Чудно заговорил Поступинский, но еще чудней – провидчество Ивашки Згибнева. Сказал про большие новости – и вот они тут как тут. Тобольский обоз вдруг сделался сургутским, татарский князей Тоян Эрмашетов вырос чуть ли не до ближнего к государю боярина. Кто похочет, может выйти от Куземки Куркина в другой десяток. Да и от обозного головы можно выйти. Столько всего разного открылось, что мысли путаются. Тут бы и порассуждать вволю, но уговор – святое дело. Негоже от него на попятки идти…

К вечеру стали являться на Обозный двор новоприбранные послужильцы. Среди них – неудельный пока десятник Бажен Констянтинов. Глянули на него казаки и обмерли: губы-то у десятника напрочь обожжены. Рана живая, сочится из-под целебной мази. С такой в домашнем покое пересидеть бы, поберечься, а не в дальний поход идти.

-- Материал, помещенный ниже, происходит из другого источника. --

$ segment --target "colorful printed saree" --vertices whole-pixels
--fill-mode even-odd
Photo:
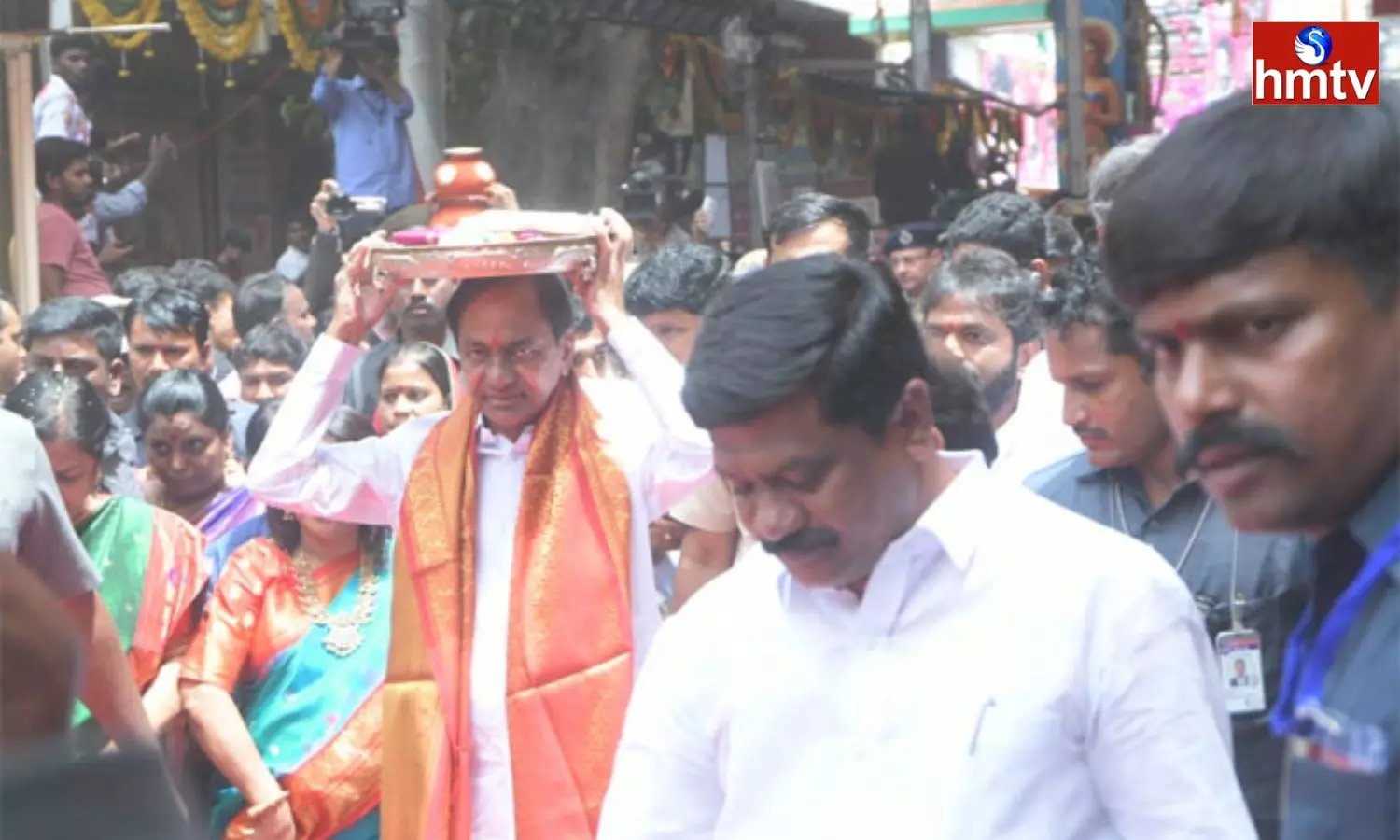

Пристроился к бедолаге сбоку Иевлейка Карбышев, воспросил сочувственно:

– Как же-ть это тебя, родименький, угораздило? Небось, горячей ложкой обпекся? – и смотрит по-ангельски.

Ну что ему ответить? По правде нельзя, а неправда еще больше рот разворотит. Лучше уж смолчать, не загибаясь ни в ту, ни в другую сторону. Пускай понимает, как ему зарассудится.

Баженка улыбнулся горестно, но и улыбка ему сейчас ни к чему. От нее тоже боль.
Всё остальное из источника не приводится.